While I can not myself confess to ever having been, or at least not
consciously, attracted to anybody's philtrum, - or at least not
to the extent that it negatively impacted my grammar
(--as in: "between his nose and upper lip his")
- neither can I for a second doubt that such an attraction does in fact exist,
and that it is experienced by normal healthy perverts, and that it played
some significant, if not in the least bit understood role in human evolution.

But the philtrum's importance to human evolution is crystal clear
when you consider that all superior species, such as dogs and
Leonard, have pronounced philtrums, whereas inferior characters
such as these:
http://www.systemfehler.de/comix/bush.htm
are "flat-faced".

Whence undoubtedly the otherwise inexplicable expression:
"a bald-faced liar".
(- see the link for the dictionary illustration of the term.).

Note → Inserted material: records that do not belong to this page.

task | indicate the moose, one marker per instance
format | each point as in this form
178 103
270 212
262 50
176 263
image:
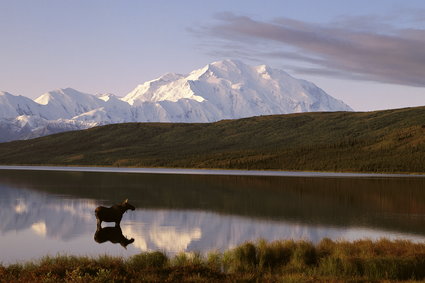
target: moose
112 214
113 235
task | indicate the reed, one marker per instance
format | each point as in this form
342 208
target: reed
286 260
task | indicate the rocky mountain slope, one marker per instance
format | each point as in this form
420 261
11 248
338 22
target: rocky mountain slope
226 89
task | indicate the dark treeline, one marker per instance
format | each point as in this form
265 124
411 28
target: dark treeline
380 141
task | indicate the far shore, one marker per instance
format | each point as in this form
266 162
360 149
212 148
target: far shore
184 171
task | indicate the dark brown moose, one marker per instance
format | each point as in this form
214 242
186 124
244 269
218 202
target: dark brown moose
112 214
113 235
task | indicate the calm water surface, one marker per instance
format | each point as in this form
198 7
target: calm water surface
50 213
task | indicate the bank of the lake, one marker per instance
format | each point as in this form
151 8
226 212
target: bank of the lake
293 261
390 141
195 171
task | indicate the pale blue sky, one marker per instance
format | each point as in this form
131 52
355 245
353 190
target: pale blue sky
367 53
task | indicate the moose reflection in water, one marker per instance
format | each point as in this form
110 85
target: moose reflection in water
113 235
112 214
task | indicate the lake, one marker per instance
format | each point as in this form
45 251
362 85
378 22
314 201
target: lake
52 212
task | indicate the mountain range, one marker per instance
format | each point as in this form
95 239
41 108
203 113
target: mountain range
227 89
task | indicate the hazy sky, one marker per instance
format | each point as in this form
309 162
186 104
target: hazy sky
371 54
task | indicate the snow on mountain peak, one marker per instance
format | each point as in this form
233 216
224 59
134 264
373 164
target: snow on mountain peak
227 89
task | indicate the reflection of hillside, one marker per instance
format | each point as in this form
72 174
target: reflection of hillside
65 218
393 204
45 214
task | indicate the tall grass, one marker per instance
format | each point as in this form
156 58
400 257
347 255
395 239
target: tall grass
287 260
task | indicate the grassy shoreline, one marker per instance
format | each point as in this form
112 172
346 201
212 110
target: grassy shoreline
288 261
204 171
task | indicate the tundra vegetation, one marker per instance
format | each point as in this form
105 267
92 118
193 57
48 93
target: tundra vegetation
379 141
282 261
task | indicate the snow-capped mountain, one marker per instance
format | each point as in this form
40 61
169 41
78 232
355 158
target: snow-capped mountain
226 89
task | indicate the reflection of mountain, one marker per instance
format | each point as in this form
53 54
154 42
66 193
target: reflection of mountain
395 204
169 230
46 214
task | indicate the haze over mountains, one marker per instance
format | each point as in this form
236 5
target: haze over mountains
225 89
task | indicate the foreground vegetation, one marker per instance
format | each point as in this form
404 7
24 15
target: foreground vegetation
380 141
287 261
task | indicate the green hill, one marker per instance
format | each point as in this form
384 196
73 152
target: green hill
380 141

Posted: Tue Feb 28, 2006 3:49 pm
by lizzytysh
You are a trip :lol: , Greg.

I love it that some of you occasionally bring what seems to me the spirit of the old Ng.


~ Lizzy

LC and GL / Pussywillows - Cattails

Posted: Tue Feb 28, 2006 6:22 pm
by Sherry
Tri-me wrote:It was at General Lake? elementary school at DND Base Petawawa Ontario in Mrs. Carnegie's class.

Black Day in July
Edmund Fitzgerald two others I can remember
Hi Tri-me,

Thanks for your reply. Sorry I haven't been back online for awhile.
Just to let you know, I was not in your class. My school was
West End Public School in Kirland Lake, ON. Mr. Wyatt's class.
What a strange coincidence though. I think we also did Edmund
Fitzgerald. Perhaps Gordon Lightfoot's songs were part of the
curriculum. Our teacher also used a lot of Beatles lyrics in class.

Cheers,
Sherry

Posted: Tue Feb 28, 2006 8:11 pm
by Tri-me
LOL Greg too bad the answers to the test are not provided, I can't tell the difference. Is there a trick?
There is a very strong acu-puncture point at the top of the philtrum stomach meridian.
Here's another one for you
stomion - the vertical area of the face that bisects the horizontal lips, it is the upper 1/2 of the area from subnasale (right under nose) to the menton (chin)
His is awesome, I could spend a week there.